5. Data Visualization (visuals)

Note: All visualization methods render directly using matplotlib/seaborn and do not return data objects.

corr_map(target=None, ignore_cols=None, method="spearman")

  • target (str, optional): Specific target column to isolate correlations against.
  • ignore_cols (list, optional): Columns to skip.
  • method (str, default="spearman"): Correlation method (pearson, kendall, spearman).
  • Raises: ValueError if target is provided but is not a numeric column.

pca_plot(input_cols=None, target=None, n_components=2, sample_space=None, figsize=(8, 6))

  • target (str, optional): Target column used to color-code clusters.
  • n_components (int, default=2): Accepts 2 or 3 for 2D or 3D PCA plotting.
  • sample_space (int, optional): Randomly subsamples large datasets to speed up rendering.
  • Raises: ValueError for invalid n_components, missing target columns, insufficient numerical features, or invalid sample_space.

relationship_map(target, input_cols=None, ignore_cols=None, sample_space=1000, figsize=(9, 7))

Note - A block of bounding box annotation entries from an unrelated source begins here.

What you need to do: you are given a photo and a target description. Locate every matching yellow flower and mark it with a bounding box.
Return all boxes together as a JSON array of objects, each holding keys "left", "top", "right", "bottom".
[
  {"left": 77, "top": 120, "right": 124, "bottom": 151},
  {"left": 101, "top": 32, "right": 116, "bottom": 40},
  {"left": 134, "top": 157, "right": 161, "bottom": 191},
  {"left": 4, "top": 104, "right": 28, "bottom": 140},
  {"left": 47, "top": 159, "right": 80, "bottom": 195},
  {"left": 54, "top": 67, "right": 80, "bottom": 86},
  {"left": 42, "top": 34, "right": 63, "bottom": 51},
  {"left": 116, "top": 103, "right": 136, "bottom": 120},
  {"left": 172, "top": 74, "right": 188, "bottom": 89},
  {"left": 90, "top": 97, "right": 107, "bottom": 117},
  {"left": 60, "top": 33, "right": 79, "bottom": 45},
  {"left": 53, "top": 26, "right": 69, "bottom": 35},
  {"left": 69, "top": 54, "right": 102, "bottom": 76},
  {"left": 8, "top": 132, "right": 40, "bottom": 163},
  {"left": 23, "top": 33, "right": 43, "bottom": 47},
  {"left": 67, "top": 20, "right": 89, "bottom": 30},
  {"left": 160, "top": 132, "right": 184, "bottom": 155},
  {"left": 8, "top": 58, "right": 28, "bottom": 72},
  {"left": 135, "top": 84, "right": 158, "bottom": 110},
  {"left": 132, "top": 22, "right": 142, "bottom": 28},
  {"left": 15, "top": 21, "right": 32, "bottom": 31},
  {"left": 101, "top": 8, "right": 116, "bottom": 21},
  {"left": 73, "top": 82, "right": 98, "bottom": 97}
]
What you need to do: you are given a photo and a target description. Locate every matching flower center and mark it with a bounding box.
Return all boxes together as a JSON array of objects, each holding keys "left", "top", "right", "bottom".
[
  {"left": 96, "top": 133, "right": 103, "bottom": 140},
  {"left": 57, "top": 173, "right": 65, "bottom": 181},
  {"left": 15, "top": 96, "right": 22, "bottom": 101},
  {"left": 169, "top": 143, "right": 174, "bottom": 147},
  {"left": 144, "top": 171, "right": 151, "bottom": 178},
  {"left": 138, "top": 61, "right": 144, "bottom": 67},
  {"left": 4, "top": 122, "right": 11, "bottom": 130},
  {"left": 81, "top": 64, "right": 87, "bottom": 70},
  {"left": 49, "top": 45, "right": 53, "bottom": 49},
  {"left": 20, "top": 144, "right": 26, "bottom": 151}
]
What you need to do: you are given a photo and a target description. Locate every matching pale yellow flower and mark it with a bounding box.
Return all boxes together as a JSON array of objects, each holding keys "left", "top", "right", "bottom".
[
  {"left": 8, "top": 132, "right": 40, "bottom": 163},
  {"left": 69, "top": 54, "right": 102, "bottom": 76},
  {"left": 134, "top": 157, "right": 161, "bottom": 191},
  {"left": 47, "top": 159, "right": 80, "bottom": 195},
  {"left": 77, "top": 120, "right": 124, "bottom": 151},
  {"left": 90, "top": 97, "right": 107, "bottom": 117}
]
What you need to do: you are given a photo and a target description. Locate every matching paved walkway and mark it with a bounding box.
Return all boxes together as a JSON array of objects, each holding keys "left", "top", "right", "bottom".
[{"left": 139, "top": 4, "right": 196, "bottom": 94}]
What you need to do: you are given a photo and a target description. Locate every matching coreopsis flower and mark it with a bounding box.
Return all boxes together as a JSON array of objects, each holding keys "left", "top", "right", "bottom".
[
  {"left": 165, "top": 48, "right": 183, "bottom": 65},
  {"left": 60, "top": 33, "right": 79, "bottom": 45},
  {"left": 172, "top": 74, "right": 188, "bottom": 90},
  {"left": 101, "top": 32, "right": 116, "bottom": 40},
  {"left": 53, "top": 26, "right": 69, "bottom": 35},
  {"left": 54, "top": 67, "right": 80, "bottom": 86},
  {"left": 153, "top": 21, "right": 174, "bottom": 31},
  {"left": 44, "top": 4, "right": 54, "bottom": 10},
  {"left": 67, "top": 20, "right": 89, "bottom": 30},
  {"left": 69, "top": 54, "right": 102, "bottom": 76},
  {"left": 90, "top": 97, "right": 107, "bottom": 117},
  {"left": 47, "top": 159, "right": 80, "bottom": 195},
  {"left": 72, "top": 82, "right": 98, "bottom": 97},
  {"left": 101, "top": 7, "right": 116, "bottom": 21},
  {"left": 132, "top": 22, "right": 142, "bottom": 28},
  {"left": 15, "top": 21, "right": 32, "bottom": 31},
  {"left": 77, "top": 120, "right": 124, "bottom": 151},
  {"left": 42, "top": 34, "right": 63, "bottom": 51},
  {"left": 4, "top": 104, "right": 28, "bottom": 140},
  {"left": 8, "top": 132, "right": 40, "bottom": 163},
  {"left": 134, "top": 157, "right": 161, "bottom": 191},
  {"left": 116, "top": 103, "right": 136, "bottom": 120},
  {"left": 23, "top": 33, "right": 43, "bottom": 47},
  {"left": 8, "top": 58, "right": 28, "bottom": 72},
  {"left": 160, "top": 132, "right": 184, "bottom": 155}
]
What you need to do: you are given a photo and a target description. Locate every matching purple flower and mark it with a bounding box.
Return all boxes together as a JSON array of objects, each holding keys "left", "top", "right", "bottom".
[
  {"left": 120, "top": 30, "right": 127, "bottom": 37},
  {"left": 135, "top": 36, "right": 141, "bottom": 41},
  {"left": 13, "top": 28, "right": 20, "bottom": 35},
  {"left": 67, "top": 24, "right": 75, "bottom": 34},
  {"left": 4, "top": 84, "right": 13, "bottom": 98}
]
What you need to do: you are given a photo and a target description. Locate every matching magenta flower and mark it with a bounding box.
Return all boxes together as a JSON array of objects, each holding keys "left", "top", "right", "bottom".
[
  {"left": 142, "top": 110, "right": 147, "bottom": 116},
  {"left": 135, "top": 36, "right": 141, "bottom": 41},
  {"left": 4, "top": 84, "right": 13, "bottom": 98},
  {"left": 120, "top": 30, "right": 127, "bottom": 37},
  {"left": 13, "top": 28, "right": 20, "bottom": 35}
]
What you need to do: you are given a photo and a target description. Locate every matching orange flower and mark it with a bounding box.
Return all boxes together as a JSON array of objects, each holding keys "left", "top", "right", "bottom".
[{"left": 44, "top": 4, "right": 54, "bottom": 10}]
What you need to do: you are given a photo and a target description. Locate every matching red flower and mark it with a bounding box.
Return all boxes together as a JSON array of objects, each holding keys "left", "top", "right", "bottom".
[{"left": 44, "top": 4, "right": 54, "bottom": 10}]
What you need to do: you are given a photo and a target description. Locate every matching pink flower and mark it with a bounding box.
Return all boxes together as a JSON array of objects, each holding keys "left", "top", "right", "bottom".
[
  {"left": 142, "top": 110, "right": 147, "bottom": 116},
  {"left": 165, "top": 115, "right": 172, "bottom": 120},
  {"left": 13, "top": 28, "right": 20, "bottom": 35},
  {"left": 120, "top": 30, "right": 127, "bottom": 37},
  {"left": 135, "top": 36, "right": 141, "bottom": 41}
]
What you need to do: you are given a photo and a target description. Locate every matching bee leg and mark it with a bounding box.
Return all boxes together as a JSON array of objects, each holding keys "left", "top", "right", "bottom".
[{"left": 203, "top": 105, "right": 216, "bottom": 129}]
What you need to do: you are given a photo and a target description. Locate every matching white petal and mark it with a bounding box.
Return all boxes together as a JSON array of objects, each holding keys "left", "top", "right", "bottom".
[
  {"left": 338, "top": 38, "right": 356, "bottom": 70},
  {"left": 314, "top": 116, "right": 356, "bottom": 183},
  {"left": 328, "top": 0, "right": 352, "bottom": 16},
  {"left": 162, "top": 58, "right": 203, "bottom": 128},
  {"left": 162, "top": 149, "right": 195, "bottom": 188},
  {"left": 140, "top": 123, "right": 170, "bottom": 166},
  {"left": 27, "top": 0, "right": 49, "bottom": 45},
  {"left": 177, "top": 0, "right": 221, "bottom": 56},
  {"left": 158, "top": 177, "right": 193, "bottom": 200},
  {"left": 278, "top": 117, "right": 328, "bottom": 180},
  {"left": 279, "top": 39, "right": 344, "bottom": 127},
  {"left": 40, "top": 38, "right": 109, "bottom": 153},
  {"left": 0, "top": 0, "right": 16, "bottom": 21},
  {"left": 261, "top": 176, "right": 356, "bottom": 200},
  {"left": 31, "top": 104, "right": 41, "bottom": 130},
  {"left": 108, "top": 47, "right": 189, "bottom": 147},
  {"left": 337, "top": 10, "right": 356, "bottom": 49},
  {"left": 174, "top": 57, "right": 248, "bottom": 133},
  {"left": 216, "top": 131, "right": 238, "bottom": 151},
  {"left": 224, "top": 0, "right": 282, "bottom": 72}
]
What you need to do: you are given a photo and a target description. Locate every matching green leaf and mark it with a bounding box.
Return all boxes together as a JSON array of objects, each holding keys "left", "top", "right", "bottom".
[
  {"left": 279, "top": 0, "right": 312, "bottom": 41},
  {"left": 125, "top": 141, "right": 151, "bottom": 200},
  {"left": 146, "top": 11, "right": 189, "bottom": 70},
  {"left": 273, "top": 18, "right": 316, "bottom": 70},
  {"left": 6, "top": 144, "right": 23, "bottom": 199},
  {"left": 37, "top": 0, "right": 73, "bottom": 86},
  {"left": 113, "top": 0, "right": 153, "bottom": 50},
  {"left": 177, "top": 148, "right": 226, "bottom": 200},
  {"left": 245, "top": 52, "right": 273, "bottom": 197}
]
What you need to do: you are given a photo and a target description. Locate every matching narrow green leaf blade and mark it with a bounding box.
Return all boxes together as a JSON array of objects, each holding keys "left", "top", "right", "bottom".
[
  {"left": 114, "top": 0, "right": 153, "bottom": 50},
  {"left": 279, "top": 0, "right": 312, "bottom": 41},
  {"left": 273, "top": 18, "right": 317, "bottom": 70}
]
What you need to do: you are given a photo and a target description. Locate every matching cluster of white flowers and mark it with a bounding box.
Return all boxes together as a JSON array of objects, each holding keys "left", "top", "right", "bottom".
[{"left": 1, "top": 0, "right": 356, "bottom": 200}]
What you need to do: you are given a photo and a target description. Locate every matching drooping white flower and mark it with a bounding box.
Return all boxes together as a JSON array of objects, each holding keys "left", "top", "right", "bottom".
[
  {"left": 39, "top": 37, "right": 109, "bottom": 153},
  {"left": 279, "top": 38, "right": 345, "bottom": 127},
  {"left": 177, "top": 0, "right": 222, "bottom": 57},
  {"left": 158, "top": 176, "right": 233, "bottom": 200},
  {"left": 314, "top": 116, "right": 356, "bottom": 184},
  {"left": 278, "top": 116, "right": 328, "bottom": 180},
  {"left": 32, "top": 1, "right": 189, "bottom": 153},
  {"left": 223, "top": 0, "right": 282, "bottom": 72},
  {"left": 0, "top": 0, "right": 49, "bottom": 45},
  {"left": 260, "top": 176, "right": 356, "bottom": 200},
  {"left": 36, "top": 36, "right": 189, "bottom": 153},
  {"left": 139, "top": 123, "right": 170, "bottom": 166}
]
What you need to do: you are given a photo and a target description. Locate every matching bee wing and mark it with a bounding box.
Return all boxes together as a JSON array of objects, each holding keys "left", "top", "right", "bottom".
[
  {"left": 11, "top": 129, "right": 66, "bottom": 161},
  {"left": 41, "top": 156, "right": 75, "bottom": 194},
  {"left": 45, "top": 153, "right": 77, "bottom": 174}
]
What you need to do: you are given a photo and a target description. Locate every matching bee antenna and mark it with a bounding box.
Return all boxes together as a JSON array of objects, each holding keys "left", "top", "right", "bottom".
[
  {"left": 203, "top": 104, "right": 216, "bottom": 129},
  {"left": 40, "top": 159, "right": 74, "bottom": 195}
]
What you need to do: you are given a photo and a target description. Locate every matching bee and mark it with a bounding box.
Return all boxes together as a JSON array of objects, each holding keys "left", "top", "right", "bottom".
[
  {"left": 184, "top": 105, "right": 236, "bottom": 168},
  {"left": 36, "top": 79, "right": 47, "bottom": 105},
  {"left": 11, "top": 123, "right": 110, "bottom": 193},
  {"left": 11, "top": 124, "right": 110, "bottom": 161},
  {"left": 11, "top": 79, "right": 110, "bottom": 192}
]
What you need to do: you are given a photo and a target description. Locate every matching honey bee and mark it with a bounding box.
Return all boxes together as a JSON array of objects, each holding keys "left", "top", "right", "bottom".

  • target (str, required): The outcome variable to compare features against.
  • input_cols (list, optional): The subset of features to compare.
  • Raises: ValueError if the specified target column is not found in the DataFrame.

distribution_map(cols=None, ignore_cols=None, sample_space=1000, figsize=(8, 6))

  • cols (list, optional): Features to plot distributions for. Built-in logic ignores high-cardinality IDs automatically.

feature_cluster_map(ignore_cols=None, method="spearman", figsize=(10, 10))

  • Parameters: Generates a hierarchically-clustered heatmap. Excellent for visually spotting multicollinearity.
  • Raises: ValueError if the DataFrame contains fewer than 2 numeric features.